Sean Rodriguez was a man on fire last spring.
He couldn’t do any wrong and, for those 30 days in March, was one of the Grapefruit League’s toughest outs.
In two dozen exhibition games, Rodriguez pounded the ball for a .460 batting average with six homers in a performance that wouldn’t allow Tampa Bay Rays manager Joe Maddon to forget him.
It earned the 25-year-old a spot on the Rays roster, and he did a commendable job filling in wherever he could in becoming an integral part of the Maddon shuffle.
Now Rodriguez wants more. Who can blame him?
Expecting him to duplicate his numbers from last spring would be asking a lot.
But even if Rodriguez’s bat cools down, the fire still burns inside him.
That can be a contagious thing that could help any clubhouse, particularly one as young as the Rays’.
That’s what endeared him so much to Maddon and made him a favorite of every grown man who yearns to play big league baseball.
Rodriguez was the guy they could relate to.

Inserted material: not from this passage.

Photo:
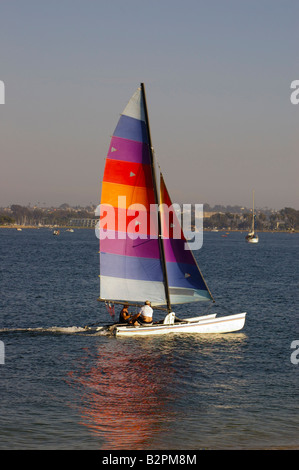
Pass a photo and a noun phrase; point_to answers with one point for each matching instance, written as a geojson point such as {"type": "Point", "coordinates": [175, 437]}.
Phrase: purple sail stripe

“Last spring I was thinking of trying to do whatever I could to impress everyone so I could make the team and to try and show them everything I had versatility-wise,” Rodriguez said. “That is very hard to do in the spring, and I was fortunate to do it. This spring, I am still thinking along those lines, but more in a sense that I am trying to establish myself as an everyday guy.”
Rodriguez hoped to be the everyday guy at second base, though some offseason acquisitions might have altered that possibility.

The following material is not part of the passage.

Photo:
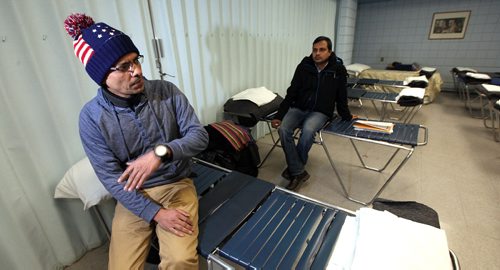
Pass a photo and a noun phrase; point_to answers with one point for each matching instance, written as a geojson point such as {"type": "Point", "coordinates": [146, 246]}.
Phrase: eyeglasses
{"type": "Point", "coordinates": [128, 66]}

Last season, the Miami native had a career high 343 at-bats and turned in numbers that make you think there might more to this kid than you can see in his scrapbook.
He hit a respectable .251 with a respectable nine homers and scored a respectable 53 runs. His 13 stolen bases in 16 attempts project into something special. The downside to Rodriguez was his 97 strikeouts with only 21 walks.
Rodriguez played shortstop in the Rays’ 12-6 loss to Baltimore on Tuesday, but it’s at second base where he should see most of his action, though Maddon said things have changed since Tampa acquired Johnny Damon and Manny Ramirez.
“What I am hoping for from Sean is a lot of what you saw last year, but with him creating more plate discipline,” Maddon said. “He is an excellent defender and a very good baserunner and as he gets better at plate discipline he is going to take off as a hitter. He moved around well at shortstop today.”
Reid Brignac has been named heir apparent at shortstop with Jason Bartlett gone, and Rodriquez would like to be the other half of the Rays everyday tandem on the middle of the infield.
Maddon has other thoughts, though Rodriguez is still a big part of his plans.
“He will play a lot of second base,” Maddon said. “We have a lot of things we do platoon-wise and the fact that Manny and Damon are here has created some different kind of maneuvering with our infielders. Sean has to accept more walks and with that probably will cut down on his strikeouts and not chase pitches out of the zone and that kind of stuff.”
Maddon: Sonnanstine OK
It was not a good day for Andy Sonnanstine, who the Rays are hoping can help stabilize a bullpen that was nearly depleted during the offseason.
The right-hander was tagged for five homers and six hits in two innings, but Maddon said he is not worried.
“He had a tough day, but from my perspective he had normal kind of stuff and was just throwing to bad spots,” Maddon said. “He was hitting all of his spots in the bullpen, but obviously did not do that in the game. But he is healthy and I am not concerned. I have seen him pitch like that from the past on the side and normally he gets good results. It’s his first time out and I am not going to be very judgmental the first time through. He was fine health-wise afterwards and that is all I am concerned about.”